In 2012, the law’s opponents pinned their hopes on the first ACA case to reach the Court, The National Federal of Independent Businesses v. Kathleen Sebelius. The NFIB and 26 states argued that the individual mandate was unconstitutional because, in their view, the Constitution did not grant Congress the power to compel Americans to buy health insurance.
But the NFIB went further. It pointed out that, because the ACA required health insurers to provide coverage to people with pre-existing conditions, its advocates had argued that the individual mandate was essential to the law. Without the young and healthy paying in, its risk pools would soon run out of money. Therefore, the NFIB argued, if the Court struck down the mandate, it would have to throw out the whole law with it.
In a 5-4 decision, the Court disagreed. It decided that the mandate was, in fact, constitutional because in reality it was a tax.
But the argument over the mandate began anew five years later, when President Trump signed into law the Tax Cuts and Jobs Act of 2017. The law dropped the penalty for not having health insurance to zero, which raised the obvious question: Can the mandate really be considered a tax if it couldn’t possibly raise any revenue?
It was this argument that 20 states, led by Texas, used in a new case against the ACA. Since the Trump administration decided to side with Texas, 17 states, led by California, then took up the cause of defending the ACA. And now the competing cases have been consolidated into California v. Texas.
Dr. Chen told the audience the case raises three important questions: First, if the penalty is zero, can the individual mandate still be considered a tax? Second, if it is not a tax, is the individual mandate unconstitutional? And third, if the mandate is unconstitutional, can the rest of the ACA still stand?
The theory that if the mandate is unconstitutional, the entire law must go is, Dr. Chen noted, “a little bit dubious” because the Court has long adhered to what’s known as the doctrine of “severability.”

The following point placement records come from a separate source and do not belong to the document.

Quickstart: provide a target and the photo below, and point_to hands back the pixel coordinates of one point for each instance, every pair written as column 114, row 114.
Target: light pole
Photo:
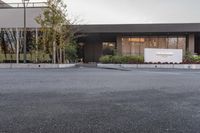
column 24, row 3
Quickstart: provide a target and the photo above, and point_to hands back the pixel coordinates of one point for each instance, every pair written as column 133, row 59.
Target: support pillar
column 191, row 43
column 17, row 47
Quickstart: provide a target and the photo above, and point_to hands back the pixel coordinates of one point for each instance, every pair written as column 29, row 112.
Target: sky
column 132, row 11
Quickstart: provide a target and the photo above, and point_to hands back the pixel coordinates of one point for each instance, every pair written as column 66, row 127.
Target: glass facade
column 136, row 45
column 108, row 48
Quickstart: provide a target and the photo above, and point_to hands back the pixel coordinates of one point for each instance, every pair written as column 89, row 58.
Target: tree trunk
column 54, row 52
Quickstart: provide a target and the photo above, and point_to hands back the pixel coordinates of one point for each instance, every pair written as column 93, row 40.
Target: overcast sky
column 132, row 11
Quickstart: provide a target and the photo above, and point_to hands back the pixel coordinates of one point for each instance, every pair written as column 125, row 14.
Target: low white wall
column 37, row 65
column 169, row 66
column 156, row 55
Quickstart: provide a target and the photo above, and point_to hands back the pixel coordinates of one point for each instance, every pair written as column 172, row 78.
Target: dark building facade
column 131, row 39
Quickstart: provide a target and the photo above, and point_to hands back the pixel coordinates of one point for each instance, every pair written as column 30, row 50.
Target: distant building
column 12, row 27
column 131, row 39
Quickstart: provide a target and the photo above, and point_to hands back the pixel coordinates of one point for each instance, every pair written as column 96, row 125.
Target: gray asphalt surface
column 90, row 100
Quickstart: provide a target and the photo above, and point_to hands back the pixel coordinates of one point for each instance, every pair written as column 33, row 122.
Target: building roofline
column 139, row 28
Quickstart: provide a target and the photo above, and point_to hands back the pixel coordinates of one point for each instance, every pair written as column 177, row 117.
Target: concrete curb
column 164, row 66
column 36, row 65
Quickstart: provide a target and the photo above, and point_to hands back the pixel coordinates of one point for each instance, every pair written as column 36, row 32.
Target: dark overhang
column 140, row 28
column 3, row 4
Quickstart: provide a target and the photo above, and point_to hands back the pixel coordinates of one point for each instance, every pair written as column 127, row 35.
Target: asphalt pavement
column 91, row 100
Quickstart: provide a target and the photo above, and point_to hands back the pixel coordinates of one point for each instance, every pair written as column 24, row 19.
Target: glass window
column 172, row 42
column 108, row 48
column 136, row 45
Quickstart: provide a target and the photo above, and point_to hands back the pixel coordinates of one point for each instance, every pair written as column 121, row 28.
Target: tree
column 55, row 29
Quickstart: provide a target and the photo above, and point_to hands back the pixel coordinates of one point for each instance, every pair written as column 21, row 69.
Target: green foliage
column 56, row 32
column 116, row 59
column 105, row 59
column 196, row 59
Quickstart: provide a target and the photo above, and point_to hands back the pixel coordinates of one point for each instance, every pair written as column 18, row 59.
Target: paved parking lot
column 90, row 100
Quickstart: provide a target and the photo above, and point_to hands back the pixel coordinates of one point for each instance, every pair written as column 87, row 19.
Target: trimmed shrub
column 116, row 59
column 105, row 59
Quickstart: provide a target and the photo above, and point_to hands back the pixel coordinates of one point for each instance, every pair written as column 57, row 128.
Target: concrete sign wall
column 163, row 55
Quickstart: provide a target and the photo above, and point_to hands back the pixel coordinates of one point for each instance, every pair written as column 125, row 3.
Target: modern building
column 12, row 29
column 97, row 40
column 131, row 39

“In general, Congress wants its laws to continue, and the courts want to respect or have deference for Congress and the fact that they generally want to see statues saved,” Dr. Chen explained. Under the doctrine of severability, “you try to cut out the part of a law that doesn’t work.”
“If we apply that to California v. Texas,” he added, “the prevailing wisdom is the Supreme Court is going to cut out the individual mandate” and leave the rest of the law intact.
There’s also been a major shift in thinking among the law’s opponents, Dr. Chen noted. The ACA has been “the law of the land for 10 years,” and it would be “very disruptive” to get rid of it in its entirety.
Instead, more and more health care experts believe, “You have to think about ways to improve the health care system in the context of what we have... how do you make the system work better and take the things that aren’t working and improve them?
And however the Court rules, one thing is certain: The debate over the future of America’s health care system isn’t going to end anytime soon.